His economic argument is just as wrong as a political argument would have been: Cuba is a complete failure economically and has been for the last 50 years.

Cuba is third world poor. A country where the average person earns $300 to $500 per month, is a slave pen. State sponsored slavery is the only way you can repress people to such an extreme extent as to hold their standard of living that low for 50 years.

Given there has never been an economically successful Socialist nation in world history, it makes perfect sense that Cuba would be a failure just like all the rest.

In 2007, the life expectancies at birth were as follows (World Bank data): Cuba, 78.26 years; Latin America and Caribbean, 73.13 years; United States, 77.99 years.[24]

The mortality rates for children under five in 2007 were as follows (World Bank): Cuba, 6.5; Latin America and Caribbean, 26.37; United States, 7.60;

http://en.wikipedia.org/wiki/Health_care_in_Cuba#Comparison_...

You are right, Cuba is third world poor and they still beat their capitalist neighbors and even the wealthy and powerful US in life expectancy and infant mortality.

Cuba does so much with so little because of the radical idea that we are all in this together. Cuba spends $300 per citizen on health care, the US spends $7000. I spent $5000 personally just this year on health care and I'm young and healthy.

Those in capitalist countries are getting fleeced, and Cuba shows us that. If Cuban socialism didn't exist I couldn't point out these facts, and that is why Cuban socialism was such a threat and why the US has acted so insecure towards the tiny island's revolution.

I don't want the US to adopt the Cuban system, I just believe we had no right to violate their sovereignty, and having different political systems out there lets us have a sort of A/B test for politics. I don't believe a global political and economic monoculture is healthy.
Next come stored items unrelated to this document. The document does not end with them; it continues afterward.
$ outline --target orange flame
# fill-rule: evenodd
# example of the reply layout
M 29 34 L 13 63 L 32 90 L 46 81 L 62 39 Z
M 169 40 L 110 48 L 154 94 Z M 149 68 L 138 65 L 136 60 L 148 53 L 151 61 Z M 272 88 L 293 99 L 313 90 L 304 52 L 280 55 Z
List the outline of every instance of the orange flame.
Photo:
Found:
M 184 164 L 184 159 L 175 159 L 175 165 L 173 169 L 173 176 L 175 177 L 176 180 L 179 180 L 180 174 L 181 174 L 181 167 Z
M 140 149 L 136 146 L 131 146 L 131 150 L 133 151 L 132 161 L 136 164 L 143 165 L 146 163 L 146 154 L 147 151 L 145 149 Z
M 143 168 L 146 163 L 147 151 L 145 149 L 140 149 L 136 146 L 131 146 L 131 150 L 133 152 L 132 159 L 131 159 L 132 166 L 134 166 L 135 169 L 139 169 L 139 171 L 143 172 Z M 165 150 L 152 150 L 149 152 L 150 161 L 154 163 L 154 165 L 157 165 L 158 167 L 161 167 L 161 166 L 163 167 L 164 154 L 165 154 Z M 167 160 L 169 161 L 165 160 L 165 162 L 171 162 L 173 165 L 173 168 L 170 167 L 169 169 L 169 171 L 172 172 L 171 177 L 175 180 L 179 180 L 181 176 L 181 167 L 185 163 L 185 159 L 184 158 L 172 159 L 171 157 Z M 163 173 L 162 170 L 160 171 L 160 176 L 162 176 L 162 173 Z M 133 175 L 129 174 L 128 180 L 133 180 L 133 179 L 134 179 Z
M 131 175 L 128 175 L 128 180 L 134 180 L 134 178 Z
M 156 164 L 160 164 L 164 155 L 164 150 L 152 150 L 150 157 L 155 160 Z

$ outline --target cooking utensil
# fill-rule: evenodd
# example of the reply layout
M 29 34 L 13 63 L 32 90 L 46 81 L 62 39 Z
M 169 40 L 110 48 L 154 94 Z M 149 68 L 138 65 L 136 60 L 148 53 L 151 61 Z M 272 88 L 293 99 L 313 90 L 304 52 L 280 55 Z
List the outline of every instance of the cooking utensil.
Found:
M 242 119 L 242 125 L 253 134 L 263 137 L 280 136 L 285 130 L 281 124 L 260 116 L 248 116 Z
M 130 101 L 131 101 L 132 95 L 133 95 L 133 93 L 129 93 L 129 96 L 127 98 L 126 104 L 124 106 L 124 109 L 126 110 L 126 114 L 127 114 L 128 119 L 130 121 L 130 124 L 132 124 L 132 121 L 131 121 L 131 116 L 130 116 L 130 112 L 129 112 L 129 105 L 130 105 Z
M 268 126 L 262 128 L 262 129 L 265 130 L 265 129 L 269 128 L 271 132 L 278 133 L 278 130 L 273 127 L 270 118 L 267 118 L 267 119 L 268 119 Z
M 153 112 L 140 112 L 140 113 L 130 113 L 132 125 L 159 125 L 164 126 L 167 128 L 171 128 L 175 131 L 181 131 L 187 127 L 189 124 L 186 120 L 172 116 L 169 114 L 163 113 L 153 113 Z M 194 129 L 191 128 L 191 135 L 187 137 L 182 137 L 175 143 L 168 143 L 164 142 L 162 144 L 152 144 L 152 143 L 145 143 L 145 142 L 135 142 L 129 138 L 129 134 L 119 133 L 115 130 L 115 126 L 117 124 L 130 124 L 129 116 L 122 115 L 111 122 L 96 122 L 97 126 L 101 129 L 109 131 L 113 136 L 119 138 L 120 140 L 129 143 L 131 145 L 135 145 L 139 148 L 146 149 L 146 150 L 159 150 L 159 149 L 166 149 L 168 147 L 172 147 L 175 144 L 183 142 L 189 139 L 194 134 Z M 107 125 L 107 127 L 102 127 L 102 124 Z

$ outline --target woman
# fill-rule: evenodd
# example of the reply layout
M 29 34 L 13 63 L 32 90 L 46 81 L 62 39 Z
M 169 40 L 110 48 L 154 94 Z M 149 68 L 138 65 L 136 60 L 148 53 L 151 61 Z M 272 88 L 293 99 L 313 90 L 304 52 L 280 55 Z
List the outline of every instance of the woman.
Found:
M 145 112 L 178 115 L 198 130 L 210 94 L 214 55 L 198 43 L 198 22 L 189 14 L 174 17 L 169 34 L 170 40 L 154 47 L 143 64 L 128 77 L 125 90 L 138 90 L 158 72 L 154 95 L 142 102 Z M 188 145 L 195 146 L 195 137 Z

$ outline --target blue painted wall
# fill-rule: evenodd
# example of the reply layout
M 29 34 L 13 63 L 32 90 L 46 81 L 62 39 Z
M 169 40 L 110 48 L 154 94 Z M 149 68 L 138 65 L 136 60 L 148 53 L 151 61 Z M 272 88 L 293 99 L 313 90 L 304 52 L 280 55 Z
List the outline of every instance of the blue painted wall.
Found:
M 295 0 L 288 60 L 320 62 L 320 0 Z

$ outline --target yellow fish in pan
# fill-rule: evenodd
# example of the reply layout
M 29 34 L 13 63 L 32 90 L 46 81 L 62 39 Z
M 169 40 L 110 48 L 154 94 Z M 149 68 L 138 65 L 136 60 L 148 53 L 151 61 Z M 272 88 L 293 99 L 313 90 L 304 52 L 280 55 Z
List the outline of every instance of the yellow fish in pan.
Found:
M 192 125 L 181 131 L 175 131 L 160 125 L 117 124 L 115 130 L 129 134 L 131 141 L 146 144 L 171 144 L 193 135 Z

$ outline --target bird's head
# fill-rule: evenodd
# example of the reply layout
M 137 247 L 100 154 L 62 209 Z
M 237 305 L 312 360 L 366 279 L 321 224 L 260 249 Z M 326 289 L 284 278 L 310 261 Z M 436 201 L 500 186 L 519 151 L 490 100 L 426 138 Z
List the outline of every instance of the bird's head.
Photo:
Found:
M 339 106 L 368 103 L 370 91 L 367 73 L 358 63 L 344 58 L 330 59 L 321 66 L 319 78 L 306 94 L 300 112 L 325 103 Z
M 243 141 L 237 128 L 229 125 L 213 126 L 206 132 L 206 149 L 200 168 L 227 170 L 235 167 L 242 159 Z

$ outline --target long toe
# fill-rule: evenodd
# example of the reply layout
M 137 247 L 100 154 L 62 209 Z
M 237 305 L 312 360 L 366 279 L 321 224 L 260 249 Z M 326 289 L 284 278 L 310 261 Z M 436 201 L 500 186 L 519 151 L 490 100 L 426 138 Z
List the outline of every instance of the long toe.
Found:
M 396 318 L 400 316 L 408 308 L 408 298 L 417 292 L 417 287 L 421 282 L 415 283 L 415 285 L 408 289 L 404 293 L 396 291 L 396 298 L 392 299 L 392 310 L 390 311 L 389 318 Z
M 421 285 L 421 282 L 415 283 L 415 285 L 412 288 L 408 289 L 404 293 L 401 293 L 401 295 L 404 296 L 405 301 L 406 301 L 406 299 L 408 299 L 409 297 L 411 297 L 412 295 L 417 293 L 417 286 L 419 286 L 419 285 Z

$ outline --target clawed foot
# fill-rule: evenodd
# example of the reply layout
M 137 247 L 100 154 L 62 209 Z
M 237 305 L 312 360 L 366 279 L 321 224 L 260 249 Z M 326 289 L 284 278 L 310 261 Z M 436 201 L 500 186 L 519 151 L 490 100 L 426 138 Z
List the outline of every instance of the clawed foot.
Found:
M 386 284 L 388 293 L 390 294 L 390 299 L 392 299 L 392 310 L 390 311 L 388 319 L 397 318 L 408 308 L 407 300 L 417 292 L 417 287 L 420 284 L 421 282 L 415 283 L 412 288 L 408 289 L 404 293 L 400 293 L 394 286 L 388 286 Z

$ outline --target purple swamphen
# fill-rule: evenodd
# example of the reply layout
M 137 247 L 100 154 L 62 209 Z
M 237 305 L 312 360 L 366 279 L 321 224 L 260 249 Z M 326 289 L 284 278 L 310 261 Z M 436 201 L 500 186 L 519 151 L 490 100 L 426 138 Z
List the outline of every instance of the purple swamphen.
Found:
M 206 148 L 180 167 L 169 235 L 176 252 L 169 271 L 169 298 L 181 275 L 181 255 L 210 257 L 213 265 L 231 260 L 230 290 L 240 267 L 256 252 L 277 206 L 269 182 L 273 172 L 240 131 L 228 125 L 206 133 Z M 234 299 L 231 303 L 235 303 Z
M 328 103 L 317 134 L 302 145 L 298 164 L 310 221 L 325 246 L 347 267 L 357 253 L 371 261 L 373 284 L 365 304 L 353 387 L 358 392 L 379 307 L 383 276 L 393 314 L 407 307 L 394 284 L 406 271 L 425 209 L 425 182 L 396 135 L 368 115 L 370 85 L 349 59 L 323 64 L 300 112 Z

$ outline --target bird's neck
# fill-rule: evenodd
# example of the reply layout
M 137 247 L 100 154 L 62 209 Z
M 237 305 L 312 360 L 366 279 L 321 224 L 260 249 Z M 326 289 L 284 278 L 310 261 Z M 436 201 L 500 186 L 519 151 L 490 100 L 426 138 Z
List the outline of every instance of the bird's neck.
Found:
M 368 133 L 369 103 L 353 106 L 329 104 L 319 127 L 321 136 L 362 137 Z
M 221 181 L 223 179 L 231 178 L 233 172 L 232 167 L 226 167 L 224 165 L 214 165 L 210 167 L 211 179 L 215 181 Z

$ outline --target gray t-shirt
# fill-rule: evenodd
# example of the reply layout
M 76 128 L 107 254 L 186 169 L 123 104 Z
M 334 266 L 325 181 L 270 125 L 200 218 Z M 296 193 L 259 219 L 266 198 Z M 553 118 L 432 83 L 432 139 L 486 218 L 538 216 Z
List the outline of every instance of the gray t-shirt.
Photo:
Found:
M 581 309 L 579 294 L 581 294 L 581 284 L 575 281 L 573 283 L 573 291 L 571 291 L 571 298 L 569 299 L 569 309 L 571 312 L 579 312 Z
As an American I wouldn't want to trade places at birth with a Cuban, but if I had the choice between being born to asset-less parents in Jamaica or asset-less parents in Cuba, I know I would be healthier, more materially secure and far safer from violent crime in Cuba. I also would have a much greater chance of not dying during my birth.

Compared to their neighbors? After adjusting for a worldwide-unique embargo?

Honestly, I'm not into communism and am very surprised that their figures are as good as they are. It's dumbfounding.'

I guess it's more a statement of how hard it is to come up from the bottom whatever your system is. Russia and China both showed great results in their first couple 5-year plans before communism petered out and didn't deliver further gains.

If Cuba is such a success story, why do they have to force their people to stay and why do people risk their lives to escape and defect to the United States anyway?
This has to be a troll post. Cuba has operated under a violent, murderous, strict dictatorship for five decades. The exact opposite of politically free. Fidel was never afraid to murder his competition, or anyone that dared to oppose him in fact. If your country hasn't seen a leadership change since the 1950s, and you have zero freedom of speech or press, what you have is not freedom.
>Cuba is a success story for socialism

With that type of success who needs failure.